In order to understand the basics of how X-ray crystallography works, we can make an analogy with the way a snapshot works: Light from the Sun or a lamp shines on the object we want to take a picture from. In this case, the reflected light on the surface of the object gets trhough the lenses of the camera and activates the photographic film. We have to remember that the while the shining light is polychromatic (many colors), the wavelenght (color) of the reflected light will depend on the surface reflecting it: Red stuff will reflect red-er light, blue stuff will reflect blue-er light, etc. Now, the reflected light also has an energy associated with it, which is what is responsible for activating the photographic film.
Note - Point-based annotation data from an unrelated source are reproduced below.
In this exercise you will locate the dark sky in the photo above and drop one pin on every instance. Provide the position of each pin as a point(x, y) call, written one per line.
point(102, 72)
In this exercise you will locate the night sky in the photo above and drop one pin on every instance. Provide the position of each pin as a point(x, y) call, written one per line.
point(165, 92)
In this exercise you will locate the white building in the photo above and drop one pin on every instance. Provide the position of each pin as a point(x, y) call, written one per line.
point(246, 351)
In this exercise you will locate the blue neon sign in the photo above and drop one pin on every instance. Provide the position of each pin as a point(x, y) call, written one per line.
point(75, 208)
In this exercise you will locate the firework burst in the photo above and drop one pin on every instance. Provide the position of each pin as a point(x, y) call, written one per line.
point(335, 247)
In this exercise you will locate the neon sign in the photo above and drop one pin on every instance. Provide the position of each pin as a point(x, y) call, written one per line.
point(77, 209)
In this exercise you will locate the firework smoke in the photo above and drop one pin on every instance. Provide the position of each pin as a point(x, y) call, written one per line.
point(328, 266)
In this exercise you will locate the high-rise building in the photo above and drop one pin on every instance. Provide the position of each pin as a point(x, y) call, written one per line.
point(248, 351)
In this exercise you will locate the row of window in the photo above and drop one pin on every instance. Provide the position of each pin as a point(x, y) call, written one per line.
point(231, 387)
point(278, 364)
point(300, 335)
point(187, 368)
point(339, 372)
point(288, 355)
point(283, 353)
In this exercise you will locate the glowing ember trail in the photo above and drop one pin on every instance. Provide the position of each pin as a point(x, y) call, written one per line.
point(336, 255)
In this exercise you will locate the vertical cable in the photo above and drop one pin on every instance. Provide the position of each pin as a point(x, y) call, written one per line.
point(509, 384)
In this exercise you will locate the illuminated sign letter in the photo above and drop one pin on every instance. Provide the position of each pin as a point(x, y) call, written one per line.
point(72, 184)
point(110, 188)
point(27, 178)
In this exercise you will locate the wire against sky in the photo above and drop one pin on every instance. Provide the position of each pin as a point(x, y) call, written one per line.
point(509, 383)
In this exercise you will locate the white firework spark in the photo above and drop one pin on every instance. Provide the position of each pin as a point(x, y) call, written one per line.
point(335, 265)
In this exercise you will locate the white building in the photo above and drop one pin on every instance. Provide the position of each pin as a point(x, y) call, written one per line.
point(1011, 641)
Now, with this in mind, we could in principle take pictures of smaller and smaller objects. The problem is that we reach a point in which the sizes of the objects we are trying to photograph using normal light, or light with wavelenghts in the visible spectrum range, will be smaller than the wavelenght of the light (around 400 to 700 nm) we are shining on them. Therefore, they will appear to be invisible, because our light beam cannot hit them and we cannot get any light reflected from them.
The solution is to use light sources with smaller and smaller wavelenghts. If we want to 'see' atoms (or more accurately, the electron clouds buzzing around them), we have to use very short wavelenghts. The lenght will have to be comparable to the object we want to see, wich in the case of atoms or bonds is around 0.7 to 1.5 Å (0.07 to 0.15 nm). These wavelenghts correspond to X-rays.
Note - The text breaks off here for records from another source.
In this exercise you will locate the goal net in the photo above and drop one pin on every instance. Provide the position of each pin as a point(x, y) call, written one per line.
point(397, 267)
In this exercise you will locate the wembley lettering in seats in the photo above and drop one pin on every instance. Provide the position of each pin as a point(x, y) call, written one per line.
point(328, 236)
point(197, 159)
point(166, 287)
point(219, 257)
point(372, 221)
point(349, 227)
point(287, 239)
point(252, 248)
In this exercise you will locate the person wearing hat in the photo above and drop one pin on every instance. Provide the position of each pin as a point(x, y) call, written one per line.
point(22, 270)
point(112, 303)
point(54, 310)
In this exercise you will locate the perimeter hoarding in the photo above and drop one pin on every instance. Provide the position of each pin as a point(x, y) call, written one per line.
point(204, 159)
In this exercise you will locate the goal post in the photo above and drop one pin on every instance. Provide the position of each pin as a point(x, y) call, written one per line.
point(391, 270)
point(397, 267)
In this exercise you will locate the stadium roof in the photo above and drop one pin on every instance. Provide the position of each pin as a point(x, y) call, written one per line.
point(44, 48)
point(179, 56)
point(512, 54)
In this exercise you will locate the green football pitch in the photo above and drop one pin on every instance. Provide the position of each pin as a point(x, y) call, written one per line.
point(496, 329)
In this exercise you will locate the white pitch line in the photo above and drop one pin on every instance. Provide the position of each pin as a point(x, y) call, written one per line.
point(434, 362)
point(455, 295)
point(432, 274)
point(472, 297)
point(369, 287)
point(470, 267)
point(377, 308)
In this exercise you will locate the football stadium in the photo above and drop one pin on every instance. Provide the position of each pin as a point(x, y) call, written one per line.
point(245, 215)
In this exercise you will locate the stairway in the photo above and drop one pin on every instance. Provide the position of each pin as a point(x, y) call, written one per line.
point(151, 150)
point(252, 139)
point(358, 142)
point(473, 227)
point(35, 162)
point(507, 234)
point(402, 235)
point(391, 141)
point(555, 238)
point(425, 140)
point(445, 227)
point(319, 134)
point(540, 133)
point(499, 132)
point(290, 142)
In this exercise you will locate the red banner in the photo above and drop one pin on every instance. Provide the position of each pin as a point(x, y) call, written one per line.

Now, the problem is that we cannot simply put a camera in front of the molecule and see the reflected light comming from it. What we do is we put the film on the other side of the molecule, and we see how the X-ray beam passes through it. We record the refraction of the X-rays by the molecule, or put in other words, we record how the molecule affects the angle and intensity of our shining X-ray beam. The passing X-ray beams will make a pattern on the film which depends on how the different atoms in the molecule affected its path angle and intensities. By analyzing the pattern we can reconstruct the structure of our molecule.
It is sort of a forensic science in a way: A forensic investigator can tell the trajectory of a bullet through room (and whoever was in its path) by analyzing the angle at which the bullet hits a wall. He can also determine how fast the bullet was traveling by analyzing how deep it got stuck into the wall. By looking at how mangled the bullet gets, he can also tell about the strenght of the matter it passed through. With all this data, he can tell from where the bullet was fired, the possible composition of the objects it went through, and even if the objects were moving or not. He can also say if the bullet hit a bone on a victim. If we get even darker in our analogy, he can analyze blood splater patterns and asses if the victim was falling, standing, kneeling, etc., etc.
In X-ray crystallography we do something similar. We look at the angles in which the X-ray beam was diffracted, how much intensity the lost, etc., etc., and from this we can make a picture of the electron coluds it must have bumped against while passing through the molecule.

The problem in this explanation is that we used one molecule. As you all know, we cannot hold a molecule in a stick and shine it with X-ray beams. We have to use a sizeable ammount of sample. Now comes a problem: If our sample is amorphous, like the powder in an aspirin tablet, each molecule in it will have a completely random orientation, and each will be at different angles with respect to the shining X-ray beam. This makes the diffraction pattern to be almost completely useles for the purpose of determining our structure, because the picture we get on the photographic film has no information on how the molecules were arranged with respect to one another: An atom in a particular molecule in our sample could have been pointing up, giving a certain diffraction pattern, while the same atom in another molecule of the sample can be pointing sideways, or down, giving a completely different pattern in the diffraction map.
How do we solve this? We need a sample with an ordered orientation of molecules in it, and we can find this in a crystal. In a crystal all molecules are oriented in a particular way with respect to one another. Even if we have several orientations, these will be regular and repeating. We will have a relativelly small number of orientations, and the different orientations will have some sort of ordering with respect to one another, or symmetry.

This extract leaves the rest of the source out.